Litmus is a C# CLI tool for .NET developers that scans solutions to identify high-risk source files, ranking them by risk score and starting priority for testing. It cross-references git churn, code coverage from Cobertura reports, cyclomatic complexity, and dependency entanglement—like direct DateTime.Now calls or new HttpClient()—to produce a prioritized table telling you where changes are dangerous and where tests are feasible today. Run `dotnet-litmus scan` to auto-run tests and analyze, or `analyze` with existing coverage; outputs include HTML reports and JSON/CSV for CI.
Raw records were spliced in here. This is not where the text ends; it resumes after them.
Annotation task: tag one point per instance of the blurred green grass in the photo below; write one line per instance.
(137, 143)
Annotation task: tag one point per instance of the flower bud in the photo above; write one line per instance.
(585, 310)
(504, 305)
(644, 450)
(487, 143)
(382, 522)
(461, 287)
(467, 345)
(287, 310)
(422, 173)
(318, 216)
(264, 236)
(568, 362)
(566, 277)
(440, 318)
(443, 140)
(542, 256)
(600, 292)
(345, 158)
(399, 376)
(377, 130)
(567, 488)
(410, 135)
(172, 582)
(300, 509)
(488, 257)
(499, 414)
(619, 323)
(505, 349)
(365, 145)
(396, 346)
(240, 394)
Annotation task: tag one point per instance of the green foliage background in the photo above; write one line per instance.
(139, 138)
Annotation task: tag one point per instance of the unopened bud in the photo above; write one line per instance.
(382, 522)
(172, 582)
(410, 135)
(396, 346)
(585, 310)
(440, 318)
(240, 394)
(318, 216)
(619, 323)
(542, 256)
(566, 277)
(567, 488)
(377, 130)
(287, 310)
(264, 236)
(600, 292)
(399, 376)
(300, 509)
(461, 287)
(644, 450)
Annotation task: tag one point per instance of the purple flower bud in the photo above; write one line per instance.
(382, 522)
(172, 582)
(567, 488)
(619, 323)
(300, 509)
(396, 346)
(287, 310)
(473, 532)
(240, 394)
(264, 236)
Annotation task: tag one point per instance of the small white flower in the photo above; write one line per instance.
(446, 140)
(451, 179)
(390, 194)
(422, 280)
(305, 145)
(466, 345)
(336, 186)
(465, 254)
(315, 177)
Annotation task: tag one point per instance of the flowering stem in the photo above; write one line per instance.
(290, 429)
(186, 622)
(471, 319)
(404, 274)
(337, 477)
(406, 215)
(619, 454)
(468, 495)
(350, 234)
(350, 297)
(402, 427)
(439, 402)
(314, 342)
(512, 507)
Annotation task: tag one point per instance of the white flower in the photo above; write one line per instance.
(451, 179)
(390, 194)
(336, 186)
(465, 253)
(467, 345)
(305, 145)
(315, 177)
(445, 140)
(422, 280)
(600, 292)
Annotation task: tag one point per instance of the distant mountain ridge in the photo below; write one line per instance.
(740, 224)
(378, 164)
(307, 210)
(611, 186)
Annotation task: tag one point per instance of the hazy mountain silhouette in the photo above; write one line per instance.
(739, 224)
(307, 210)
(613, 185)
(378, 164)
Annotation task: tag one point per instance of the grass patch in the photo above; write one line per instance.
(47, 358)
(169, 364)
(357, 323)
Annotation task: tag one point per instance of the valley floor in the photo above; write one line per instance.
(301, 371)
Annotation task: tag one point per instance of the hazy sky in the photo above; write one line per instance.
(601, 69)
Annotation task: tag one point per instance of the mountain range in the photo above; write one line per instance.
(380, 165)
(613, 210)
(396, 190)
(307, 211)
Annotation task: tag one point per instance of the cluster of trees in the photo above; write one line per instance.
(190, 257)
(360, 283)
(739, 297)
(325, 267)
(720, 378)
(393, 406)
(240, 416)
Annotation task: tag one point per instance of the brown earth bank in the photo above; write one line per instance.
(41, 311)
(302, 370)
Why is it gaining traction?

Unlike SonarQube's broad quality scans, litmus focuses laser-like on "where to start testing" in low-coverage codebases, factoring seam introduction costs to avoid futile unit test attempts on tangled files. Baseline comparisons track priority deltas over time, and CI flags like `--fail-on-threshold` enforce quality gates effortlessly. Its one-command workflow and live test output hook devs tired of manual prioritization.

Who should use this?

Backend .NET engineers inheriting legacy monoliths with sparse tests, sprint leads triaging brownfield refactoring, or DevOps teams automating test debt metrics in GitHub Actions. Ideal for projects measuring churn and coverage to focus QA effort on high-risk services or controllers before production surprises hit.

Verdict

Grab it for .NET legacy triage—installs globally, docs shine, tests cover core paths—but with 20 stars and 1.0% credibility, treat as alpha for production CI. Promising litmus test github alternative to manual audits; watch for wider adoption.